If you’re curious to know how Arco used to be in the past, you just need to take a look at Dürer‘s marvellous painting, View of the Arco Valley.. Dürer, one of the greatest Renaissance exponents, stopped in Arco for some time. Here he splendidly portrayed the castle and the town of Arco – the watercolor is now displayed at the Louvre Museum in Paris.
Garda Trentino was also well known to the writer and philosopher Franz Kafka who, recalling his stays in Riva in 1917, set right here one of his most beautiful short stories: The Hunter Gracchus.
The great philosopher Nietzsche, who stayed in Riva del Garda in 1880, wrote one of his most significant works: “The Dawn of Day”.
How could we ever forget the writer who made his dream come true right on the shores of Lake Garda. We’re obviously referring to one of the greatest Italian intellectual, Gabriele D’Annunzio. His connection to Lake Garda began in 1917 and became stronger since then. D’Annunzio entrusted his friend Giancarlo Maroni, a well renowned architect born in Arco, with the project of “Vittoriale degli Italiani”. This hillside estate was built on the shores of the town Gardone. In Riva there already were many works by Maroni. Among them the marvellous Hydroelectric Power Plant. D’Annunzio took another important role in Garda Trentino. In 1937 he became President ab aeterno of the Sailing Club Fraglia Vela di Riva (the Italian word “fraglia” was invented by the poet, apparently combining the words “brotherhood – fratellanza – and “family”). Not only did the Italian poet want this Club to be a sailing and racing association, but also a school of life and culture.
Another important representative of Garda Trentino’s culture was the poet and translator from Ledro, Andrea Maffei. He was a kind of “landlord” of the area, because he had important connections with renowned personalities of that time, among them the composer Giuseppe Verdi, the painter Francesco Hayez and the sculptors Vela and Dupré. In his home in Milan he hosted Listz, Stendhal and other famous protagonists of the Central European culture.
Another renowned personality, born right in Arco in 1886, was the genius Gianni Caproni, who later became a pioneer in aeronautical engineering.
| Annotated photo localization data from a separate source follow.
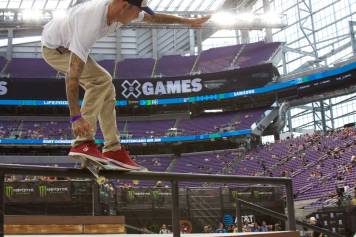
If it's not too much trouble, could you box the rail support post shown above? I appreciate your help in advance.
[236,199,243,232]
[285,180,296,230]
[171,180,180,237]
[0,172,4,237]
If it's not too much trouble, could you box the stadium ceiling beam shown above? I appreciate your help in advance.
[283,46,316,58]
[281,85,356,113]
[332,110,356,121]
[294,105,314,111]
[330,94,356,107]
[236,0,258,10]
[0,23,286,31]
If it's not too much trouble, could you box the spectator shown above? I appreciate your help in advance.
[215,222,227,233]
[309,217,322,237]
[159,224,171,234]
[352,187,356,206]
[203,225,213,233]
[351,155,356,165]
[260,220,269,232]
[250,222,261,232]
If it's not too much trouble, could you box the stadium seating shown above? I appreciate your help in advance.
[194,44,243,74]
[126,119,176,138]
[116,58,155,79]
[164,127,355,201]
[98,60,115,76]
[155,55,197,77]
[233,42,281,68]
[0,57,6,72]
[2,117,354,202]
[0,109,265,140]
[4,58,57,78]
[19,121,71,139]
[2,42,281,79]
[0,121,20,138]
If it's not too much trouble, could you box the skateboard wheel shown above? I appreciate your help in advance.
[81,160,88,169]
[97,177,106,185]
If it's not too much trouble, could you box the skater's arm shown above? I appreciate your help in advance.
[65,53,92,137]
[143,13,210,28]
[65,52,84,117]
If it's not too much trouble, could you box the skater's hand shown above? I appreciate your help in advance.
[72,117,94,137]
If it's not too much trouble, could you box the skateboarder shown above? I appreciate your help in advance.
[41,0,210,170]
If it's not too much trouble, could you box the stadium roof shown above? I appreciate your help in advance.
[0,0,227,11]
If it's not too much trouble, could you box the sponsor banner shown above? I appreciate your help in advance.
[0,64,274,100]
[118,188,172,207]
[0,129,252,145]
[37,181,71,202]
[5,182,71,203]
[1,62,355,107]
[230,187,276,202]
[5,182,36,203]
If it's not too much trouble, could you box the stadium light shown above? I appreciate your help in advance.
[204,109,223,113]
[52,9,67,19]
[260,13,283,25]
[210,12,237,26]
[21,9,43,21]
[236,13,254,23]
[210,10,285,28]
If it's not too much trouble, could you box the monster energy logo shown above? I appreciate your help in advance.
[39,185,47,198]
[231,191,239,199]
[127,190,135,201]
[151,190,161,200]
[39,185,69,198]
[5,186,34,198]
[5,186,13,198]
[253,190,260,198]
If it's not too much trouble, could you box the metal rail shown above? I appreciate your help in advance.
[0,163,296,237]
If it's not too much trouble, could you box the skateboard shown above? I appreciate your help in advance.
[70,155,129,185]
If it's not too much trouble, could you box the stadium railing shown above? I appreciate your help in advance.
[0,163,296,237]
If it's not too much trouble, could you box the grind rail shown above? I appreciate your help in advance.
[0,163,296,237]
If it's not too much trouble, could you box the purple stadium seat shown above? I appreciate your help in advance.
[98,60,115,76]
[0,57,7,72]
[234,42,281,68]
[116,58,155,79]
[195,44,243,73]
[5,58,57,78]
[126,119,176,138]
[155,55,197,77]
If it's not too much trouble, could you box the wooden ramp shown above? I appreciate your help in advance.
[4,216,125,234]
[3,233,300,237]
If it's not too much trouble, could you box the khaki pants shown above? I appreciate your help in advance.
[42,46,120,152]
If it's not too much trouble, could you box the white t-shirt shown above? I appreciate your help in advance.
[42,0,144,63]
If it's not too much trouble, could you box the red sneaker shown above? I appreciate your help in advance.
[103,148,146,170]
[69,142,107,163]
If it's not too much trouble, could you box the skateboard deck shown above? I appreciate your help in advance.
[70,155,129,185]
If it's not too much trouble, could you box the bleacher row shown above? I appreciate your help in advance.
[10,127,355,204]
[115,127,356,203]
[0,41,281,78]
[0,108,264,139]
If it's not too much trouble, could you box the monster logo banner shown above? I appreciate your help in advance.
[37,182,71,202]
[230,187,275,201]
[4,182,36,203]
[5,182,71,203]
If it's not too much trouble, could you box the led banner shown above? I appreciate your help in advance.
[5,181,71,203]
[0,64,274,101]
[0,129,252,145]
[229,187,277,202]
[0,62,355,107]
[117,187,173,208]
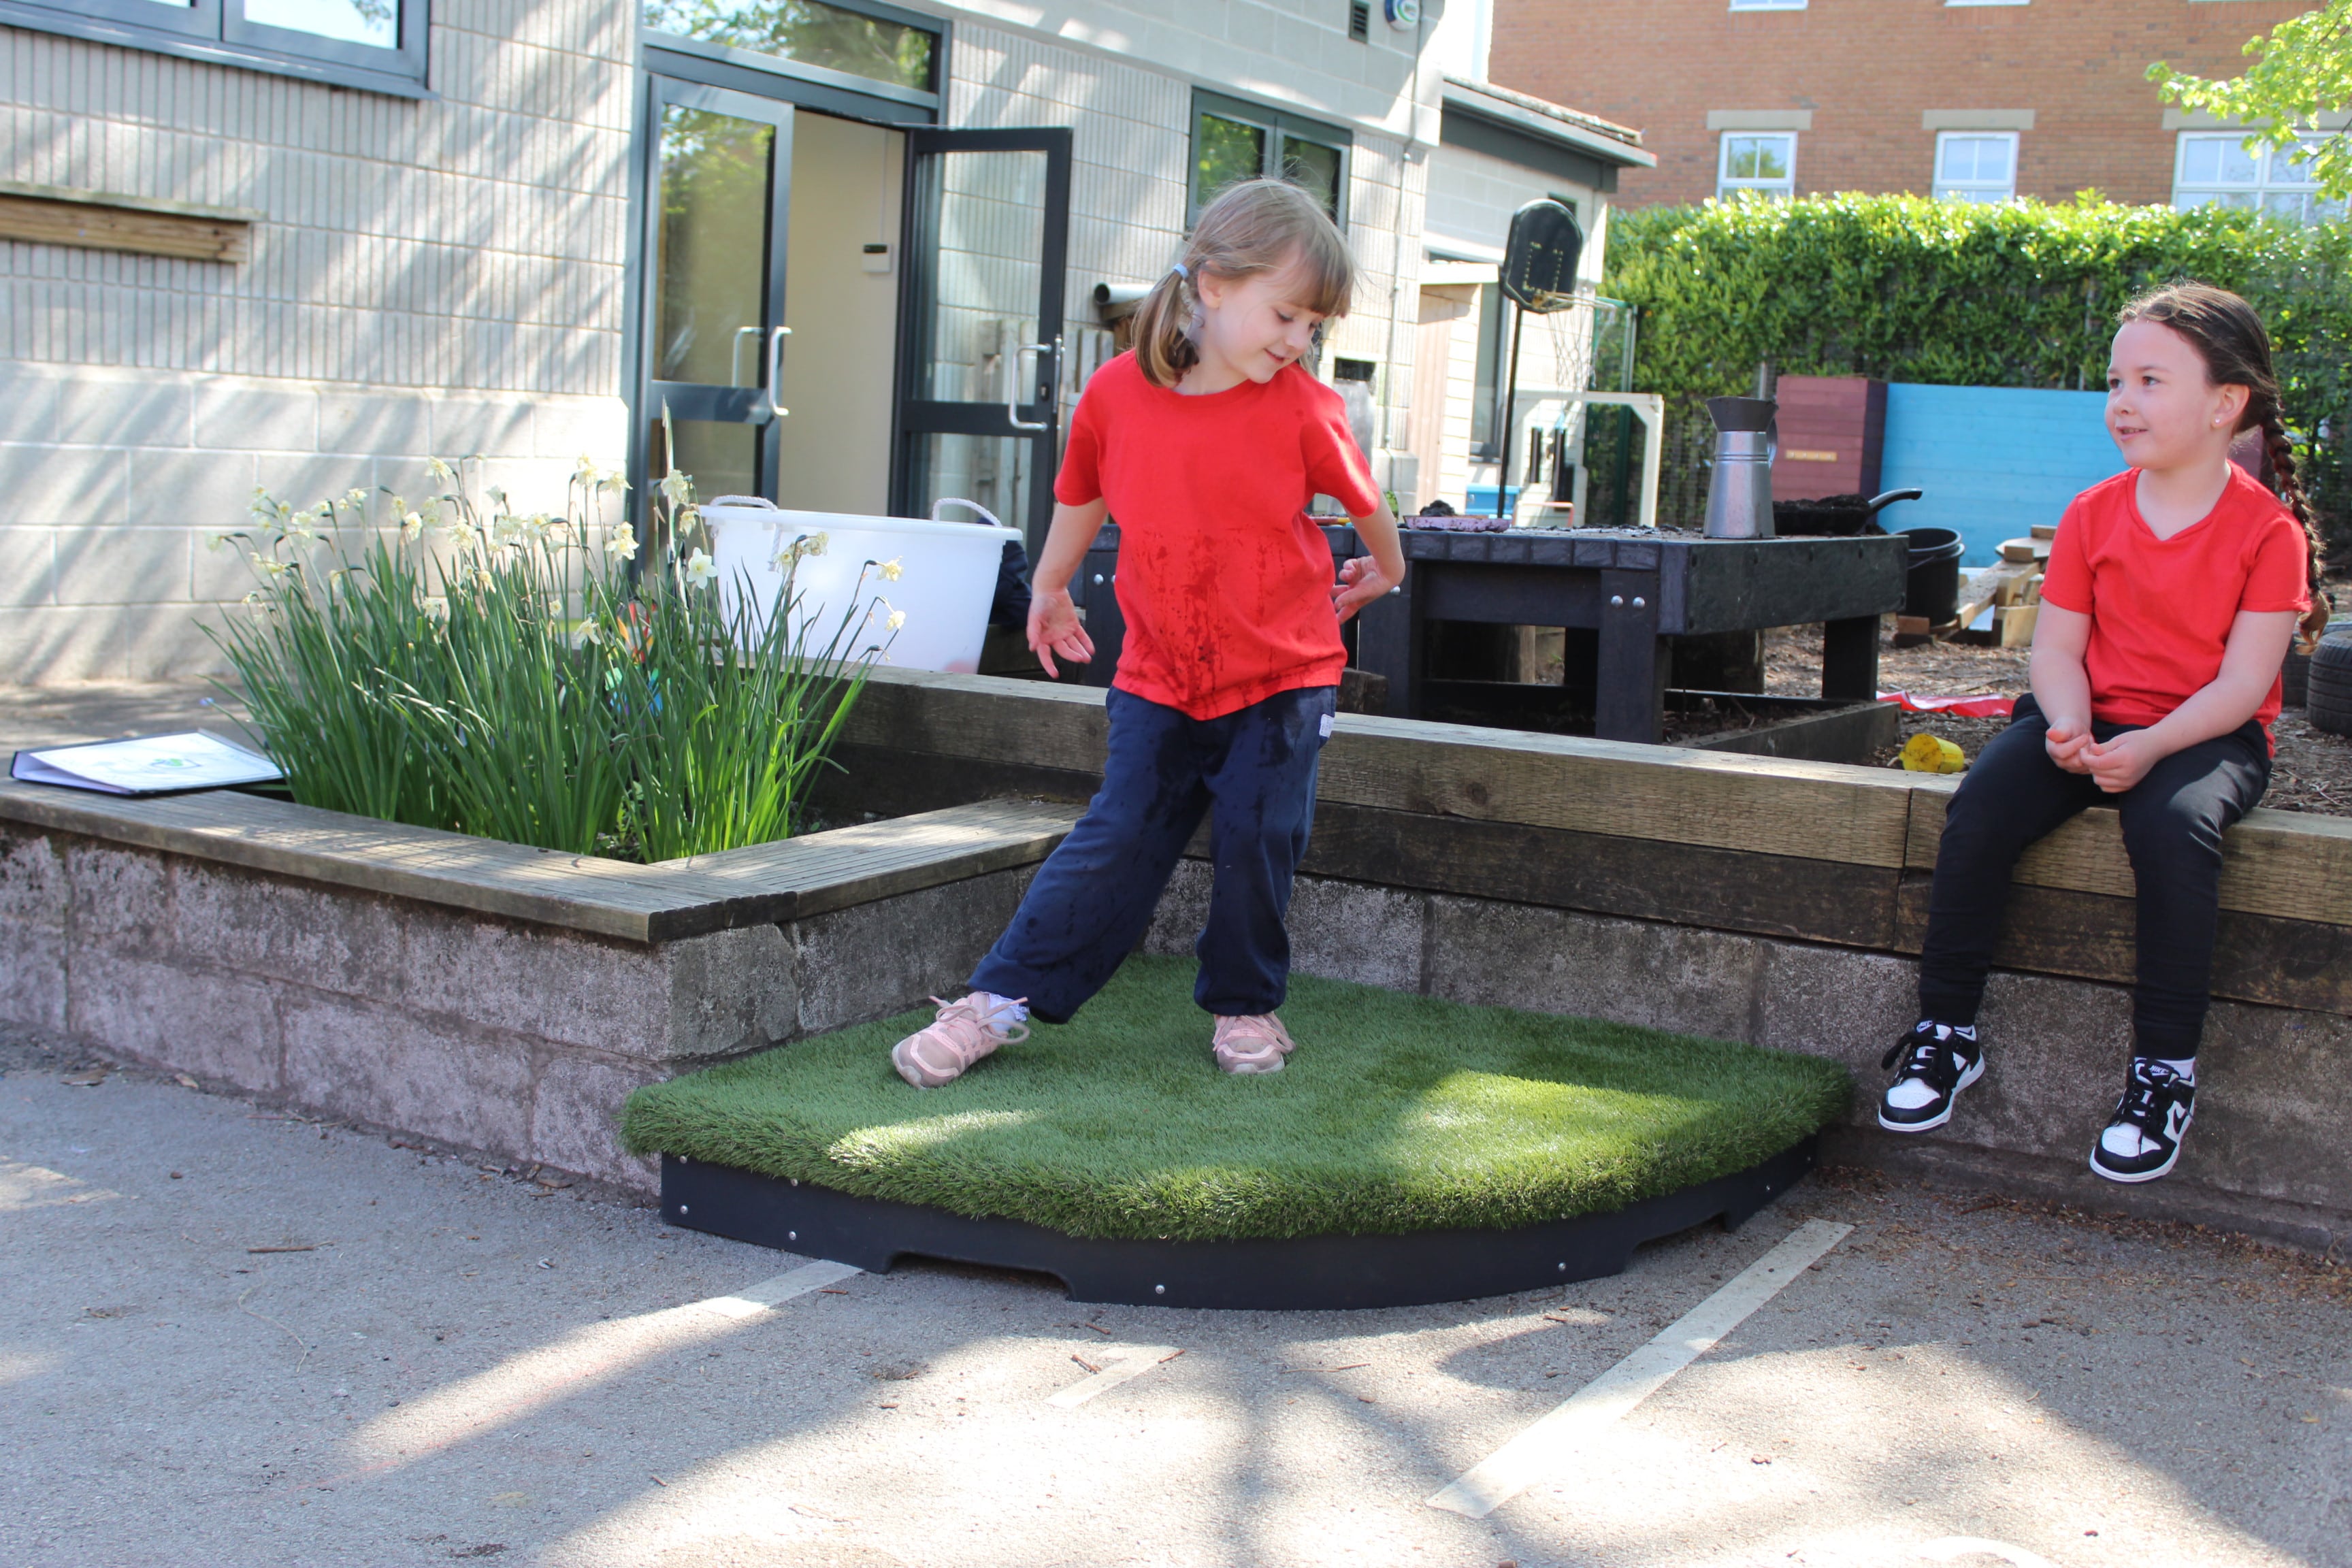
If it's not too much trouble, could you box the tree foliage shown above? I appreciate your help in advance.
[2151,2,2352,199]
[1604,193,2352,540]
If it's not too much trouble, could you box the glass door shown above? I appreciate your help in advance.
[890,127,1073,552]
[641,80,794,505]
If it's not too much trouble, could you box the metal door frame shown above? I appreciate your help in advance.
[631,77,796,509]
[887,126,1074,551]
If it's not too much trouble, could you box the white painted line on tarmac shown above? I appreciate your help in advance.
[698,1259,864,1319]
[1918,1539,2057,1568]
[1427,1218,1853,1518]
[1048,1344,1183,1407]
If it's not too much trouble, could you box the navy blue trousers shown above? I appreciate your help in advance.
[1917,693,2270,1057]
[969,683,1337,1023]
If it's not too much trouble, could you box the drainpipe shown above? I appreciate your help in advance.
[1380,2,1432,498]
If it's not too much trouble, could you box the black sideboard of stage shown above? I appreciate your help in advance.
[1066,524,1908,746]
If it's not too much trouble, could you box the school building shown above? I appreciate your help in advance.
[1488,0,2329,216]
[0,0,1648,681]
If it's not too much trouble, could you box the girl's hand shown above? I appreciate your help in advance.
[1331,555,1399,624]
[2044,722,2095,774]
[1026,585,1094,679]
[2081,728,2166,794]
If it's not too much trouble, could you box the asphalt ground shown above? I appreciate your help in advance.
[3,1027,2345,1568]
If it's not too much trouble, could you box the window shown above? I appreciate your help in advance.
[1717,133,1795,199]
[1933,132,2018,202]
[2174,133,2342,225]
[1471,282,1505,453]
[0,0,427,93]
[640,0,936,94]
[1191,91,1352,227]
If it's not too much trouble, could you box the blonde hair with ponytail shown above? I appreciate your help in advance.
[1131,178,1354,389]
[2118,281,2334,649]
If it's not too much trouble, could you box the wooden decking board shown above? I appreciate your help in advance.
[853,668,1921,869]
[0,781,1079,945]
[1903,782,2352,928]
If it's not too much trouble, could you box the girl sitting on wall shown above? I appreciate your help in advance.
[1880,282,2326,1184]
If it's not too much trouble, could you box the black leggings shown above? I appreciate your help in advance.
[1916,693,2270,1058]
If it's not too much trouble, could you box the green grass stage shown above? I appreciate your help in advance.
[621,956,1852,1242]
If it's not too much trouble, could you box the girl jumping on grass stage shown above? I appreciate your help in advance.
[1880,282,2329,1183]
[887,178,1409,1089]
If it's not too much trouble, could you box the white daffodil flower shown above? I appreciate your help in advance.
[401,512,425,540]
[683,547,717,586]
[427,457,455,482]
[657,471,693,508]
[207,532,235,553]
[606,530,641,561]
[885,608,906,632]
[342,488,369,510]
[878,557,904,581]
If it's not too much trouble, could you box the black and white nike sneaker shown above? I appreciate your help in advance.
[2089,1059,2196,1183]
[1878,1020,1984,1132]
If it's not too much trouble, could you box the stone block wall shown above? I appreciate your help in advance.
[0,820,1036,1192]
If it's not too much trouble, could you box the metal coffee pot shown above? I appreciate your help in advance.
[1703,395,1777,540]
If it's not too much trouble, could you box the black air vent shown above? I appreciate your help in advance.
[1348,1,1369,42]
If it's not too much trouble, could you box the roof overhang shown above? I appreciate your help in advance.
[1438,80,1656,195]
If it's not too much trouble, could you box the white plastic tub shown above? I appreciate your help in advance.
[700,499,1020,674]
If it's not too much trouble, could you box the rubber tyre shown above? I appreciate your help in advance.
[2308,634,2352,736]
[2283,619,2352,708]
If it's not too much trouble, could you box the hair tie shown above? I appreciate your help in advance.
[1170,261,1190,282]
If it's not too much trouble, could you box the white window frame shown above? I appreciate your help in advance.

The Japanese film director Hayao Miyazaki dedicated him his animated film “The Wind Rises”. It talks about the history of mankind and of men having a Nietzschean ethical vision, in particular Caproni as undiscussed genius of aeronautical engineering.
Last but not least: Vasco Pratolini, one of the most famous representatives of the Neorealism movement after World War II.
Between 1935 and 1936 Pratolini stayed in Arco, in the sanatorium Villa delle Rose and Villa Bellaria. In his work Diario Sentimentale, in particular in the chapters Gli uomini che si voltano, il Diario di Villarosa and il Taccuino del convalescente, he writes about his illness during his stay in Garda Trentino.
You can say it now – you can’t wait anymore to come here and walk along the narrow streets in Torbole as Goethe used to do! Or, as the poet D’Annunzio, you’d like to admire the Lake while standing on the imposant Hydroelectric power plant in Riva. Or you’d more for sunbathing in Arco as people used to do when Lake Garda was a heal resort ?
As it used to be in the past for distinguished guests, Garda Trentino is still here to welcome you and let you enjoy unforgettable moments. Now as then.